Produksi minyak AS mencetak rekor baru sebesar 13,93 juta barel per hari di tengah penurunan tajam harga minyak Brent dan WTI pada penutupan Kuartal II-2026./(Ilustrasi/@pixabay)

EKONOMI, FAKTANASIONAL.NET – Pengumuman Presiden Donald Trump di Truth Social soal serangan AS ke situs nuklir Iran memicu reaksi pasar global.

Ketegangan di Timur Tengah selalu menjadi faktor kunci dalam pergerakan harga minyak—komoditas yang sensitif terhadap risiko geopolitik.

Setelah pernyataan Trump, kontrak minyak Brent dan WTI langsung dibuka lebih tinggi.

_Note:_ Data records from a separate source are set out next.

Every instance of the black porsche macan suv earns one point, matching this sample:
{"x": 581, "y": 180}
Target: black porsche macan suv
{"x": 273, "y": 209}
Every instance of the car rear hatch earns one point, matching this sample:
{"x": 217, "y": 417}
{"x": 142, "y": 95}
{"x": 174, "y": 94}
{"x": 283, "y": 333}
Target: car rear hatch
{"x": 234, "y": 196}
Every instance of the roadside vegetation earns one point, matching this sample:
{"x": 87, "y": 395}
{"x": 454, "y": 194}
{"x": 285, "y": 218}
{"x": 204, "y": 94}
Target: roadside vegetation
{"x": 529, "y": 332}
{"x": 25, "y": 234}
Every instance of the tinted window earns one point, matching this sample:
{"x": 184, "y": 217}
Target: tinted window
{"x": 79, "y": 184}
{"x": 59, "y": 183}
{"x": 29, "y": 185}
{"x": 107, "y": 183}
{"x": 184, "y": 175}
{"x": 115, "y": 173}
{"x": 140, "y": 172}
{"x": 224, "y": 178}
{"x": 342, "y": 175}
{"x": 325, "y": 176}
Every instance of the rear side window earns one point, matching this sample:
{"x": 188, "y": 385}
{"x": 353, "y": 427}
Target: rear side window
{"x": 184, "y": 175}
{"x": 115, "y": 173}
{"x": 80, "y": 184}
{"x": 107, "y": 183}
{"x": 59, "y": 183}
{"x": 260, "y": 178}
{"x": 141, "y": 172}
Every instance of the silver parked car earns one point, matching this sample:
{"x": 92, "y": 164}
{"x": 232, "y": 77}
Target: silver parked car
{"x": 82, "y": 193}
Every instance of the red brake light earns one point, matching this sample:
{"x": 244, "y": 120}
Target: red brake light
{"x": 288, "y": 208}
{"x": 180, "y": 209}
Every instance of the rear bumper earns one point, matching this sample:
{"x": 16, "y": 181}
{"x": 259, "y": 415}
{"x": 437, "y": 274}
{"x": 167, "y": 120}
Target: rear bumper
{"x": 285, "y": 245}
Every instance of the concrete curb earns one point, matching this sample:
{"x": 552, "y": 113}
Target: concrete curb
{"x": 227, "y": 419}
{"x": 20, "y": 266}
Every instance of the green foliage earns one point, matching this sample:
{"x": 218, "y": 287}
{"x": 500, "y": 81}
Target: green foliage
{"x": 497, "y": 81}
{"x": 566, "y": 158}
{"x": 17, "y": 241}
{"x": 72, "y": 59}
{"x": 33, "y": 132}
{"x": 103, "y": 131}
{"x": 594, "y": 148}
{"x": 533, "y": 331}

Menurut Mark Spindel, Kepala Investasi Potomac River Capital, ketidakpastian geopolitik cenderung mendorong harga minyak naik pada pembukaan pasar.

Investor kemudian memindahkan dana ke aset safe haven seperti dolar AS, emas, dan obligasi negara maju.

Aksi jual saham sektor energi juga terjadi, karena risiko eskalasi konflik dapat mengganggu pasokan minyak dari kawasan produksi utama.